英美法系一個重要特徵是判例法。可是美國經常見到有成文法比如《與台灣關係法》《謝爾曼反壟斷法》《統一商法典》之類。這是為什麼呢?
加州的制定法數量就要比整個歐洲大陸的制定法還要多。
——約翰·亨利·梅里曼:《大陸法系》
1?普通法的英格蘭故事
普通法系(私以為英美法系/大陸法系的叫法並不能直接和準確反映兩套法系的特徵,我一般使用美國人更普遍稱呼的普通法系/民法法系)的來源是中世紀英格蘭普通法。中世紀普通法是由英格蘭王室法院所適用,並逐漸擴展為全英格蘭普遍適用的法律體系。普通法的一大特點就是,通過陪審制、王室巡迴法院等制度,國王的法院在令狀的指引下,在個案審判中「發現」英格蘭的「習慣」,形成一個個判例,進而在中世紀晚期依據遵循先例(Stare decisis)原則,形成一套穩定的判例法體系。

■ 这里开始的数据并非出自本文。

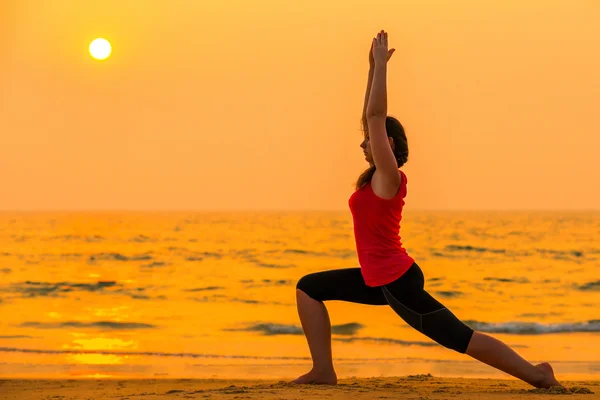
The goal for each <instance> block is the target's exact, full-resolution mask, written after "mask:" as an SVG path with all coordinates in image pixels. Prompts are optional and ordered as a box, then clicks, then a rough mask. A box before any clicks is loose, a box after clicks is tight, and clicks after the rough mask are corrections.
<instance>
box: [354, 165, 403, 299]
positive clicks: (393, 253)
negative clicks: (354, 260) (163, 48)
mask: <svg viewBox="0 0 600 400" xmlns="http://www.w3.org/2000/svg"><path fill="white" fill-rule="evenodd" d="M399 172H400V174H401V175H402V183H401V184H400V189H399V190H398V193H397V194H396V196H395V197H394V198H392V199H383V198H381V197H379V196H377V195H376V194H375V192H373V188H372V187H371V183H370V182H369V183H367V184H366V185H365V186H363V187H362V188H361V189H359V190H357V191H355V192H354V193H353V194H352V196H350V200H349V201H348V204H349V206H350V211H351V212H352V218H353V220H354V239H355V241H356V250H357V253H358V262H359V263H360V267H361V272H362V276H363V278H364V280H365V283H366V284H367V286H371V287H375V286H382V285H386V284H388V283H390V282H393V281H395V280H396V279H398V278H400V276H402V274H404V273H405V272H406V271H407V270H408V269H409V268H410V266H411V265H412V264H413V262H414V259H413V258H412V257H410V256H409V255H408V253H407V252H406V250H405V249H404V248H403V247H402V242H401V241H400V221H401V220H402V207H403V206H404V198H405V197H406V183H407V179H406V175H405V174H404V172H402V171H399Z"/></svg>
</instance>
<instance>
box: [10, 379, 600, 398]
mask: <svg viewBox="0 0 600 400" xmlns="http://www.w3.org/2000/svg"><path fill="white" fill-rule="evenodd" d="M563 384H564V385H565V387H566V388H568V390H560V389H549V390H544V389H532V388H531V387H530V386H528V385H526V384H524V383H522V382H520V381H517V380H500V379H461V378H438V377H435V376H431V375H409V376H405V377H396V378H366V379H353V378H349V379H343V380H341V381H340V382H339V384H338V385H337V386H314V385H294V384H290V383H287V382H285V381H263V380H192V379H180V380H169V379H154V380H102V379H99V380H89V379H88V380H2V381H0V393H1V394H2V396H1V397H2V399H4V400H17V399H18V400H38V399H64V400H67V399H86V400H95V399H119V400H126V399H139V398H143V399H169V398H172V399H173V398H185V399H303V400H309V399H322V398H328V399H364V400H371V399H385V398H390V399H392V398H393V399H428V400H438V399H439V400H441V399H449V398H456V399H465V400H466V399H489V398H493V399H498V400H508V399H515V400H516V399H527V400H534V399H547V398H548V396H549V395H550V396H554V395H565V394H567V395H570V397H569V398H584V399H590V400H591V399H600V381H598V380H595V381H570V382H563Z"/></svg>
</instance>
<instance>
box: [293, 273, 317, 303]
mask: <svg viewBox="0 0 600 400" xmlns="http://www.w3.org/2000/svg"><path fill="white" fill-rule="evenodd" d="M315 275H316V274H308V275H304V276H303V277H302V278H300V280H299V281H298V283H296V289H297V290H301V291H302V292H304V293H305V294H306V295H307V296H308V297H310V298H311V299H313V300H317V301H323V300H322V299H321V298H320V297H321V296H320V295H319V282H318V281H317V279H316V276H315Z"/></svg>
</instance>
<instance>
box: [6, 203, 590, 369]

普通法的發展依靠的是國王權力,在同其他法律體系的競爭中取得優勢。地方封建領主和自治團體適用的封建法和陪審制相比,過於粗俗野蠻,管轄權被王室法院一步步侵蝕;教會法院適用的是承繼自羅馬法的教會法,具有強烈的羅馬法的成文化特徵,但它的管轄範圍由於王權和教權的鬥爭而受到限制,直到亨利八世宗教改革而歸於失敗;在海商法領域則和歐陸一樣,一直適用著羅馬法化的海商法。
制定法是由國王或者國王的議會制定的成文法律。關於中世紀制定法與成文法的關係,我的觀點是:
a.二者都是來自於王權的法律,本質上並不是矛盾和衝突的;b.從事實和邏輯上看,制定法直接體現國王的意志,制定法的效力高於普通法,法官在審判中優先適用的制定法;c.普通法構建起一套法律制度和理論的大廈,構成了英格蘭王室法律體系的主體和支柱,這是制定法所無法突破的。打個比方就是,英格蘭法是一棟房子,普通法就是磚瓦房梁,制定法是招牌門面,缺一不可。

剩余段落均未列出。